I want this to work in cases where the result set would normally be less than the arbitrary size. In such a case, the entire result set should be returned.
I found this question which shows how to select every nth row.
Here is what I have so far:
SELECT * FROM (
SELECT *, ((row_number() OVER (ORDER BY "time"))
% ceil(count(*)::FLOAT / 500::FLOAT)::BIGINT) AS rn
FROM data_raw) sa
WHERE sa.rn=0;
This results in the following error:
ERROR: column "data_raw.serial" must appear in the GROUP BY clause or be used in an aggregate function Position: 23
Removing the calculation for n
like this works:
SELECT * FROM (
SELECT *, (row_number() OVER (ORDER BY "time"))

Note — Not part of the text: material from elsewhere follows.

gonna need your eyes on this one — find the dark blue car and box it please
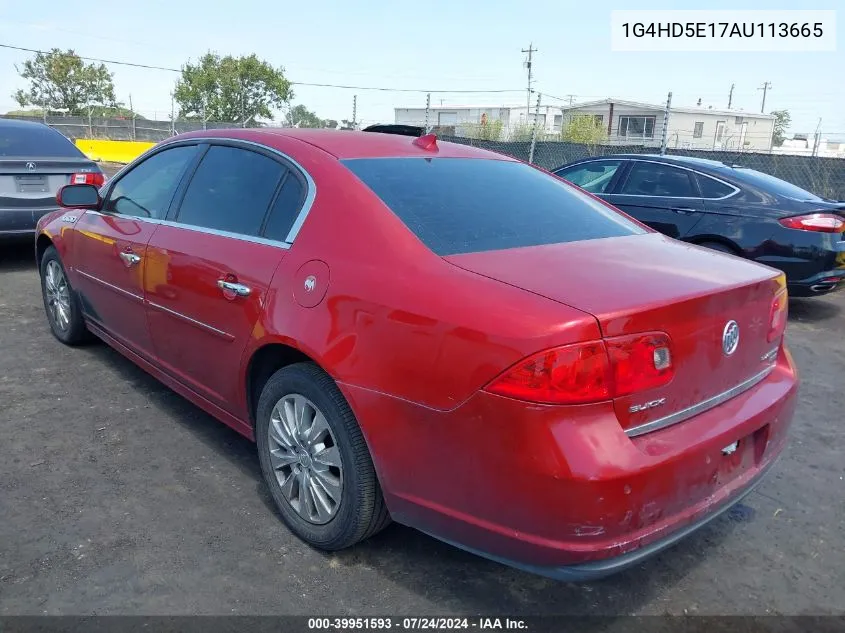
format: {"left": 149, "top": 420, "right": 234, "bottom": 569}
{"left": 553, "top": 154, "right": 845, "bottom": 297}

% 50 AS rn FROM data_raw) sa
LIMIT 500;
I also tried moving the calculation to the WHERE clause:
SELECT * FROM (
SELECT *, (row_number() OVER (ORDER BY "time")) AS rn
FROM data_raw) sa
WHERE (sa.rn % ceil(count(*)::FLOAT / 500::FLOAT)::BIGINT)=0;
That too results in an error:
ERROR: aggregate functions are not allowed in WHERE Position: 108
Does anyone have any ideas on either how to fix my query or a better way to do this?
I have also thought about using random numbers and probability to select rows, but I would rather do something deterministic without the possibility of clumping.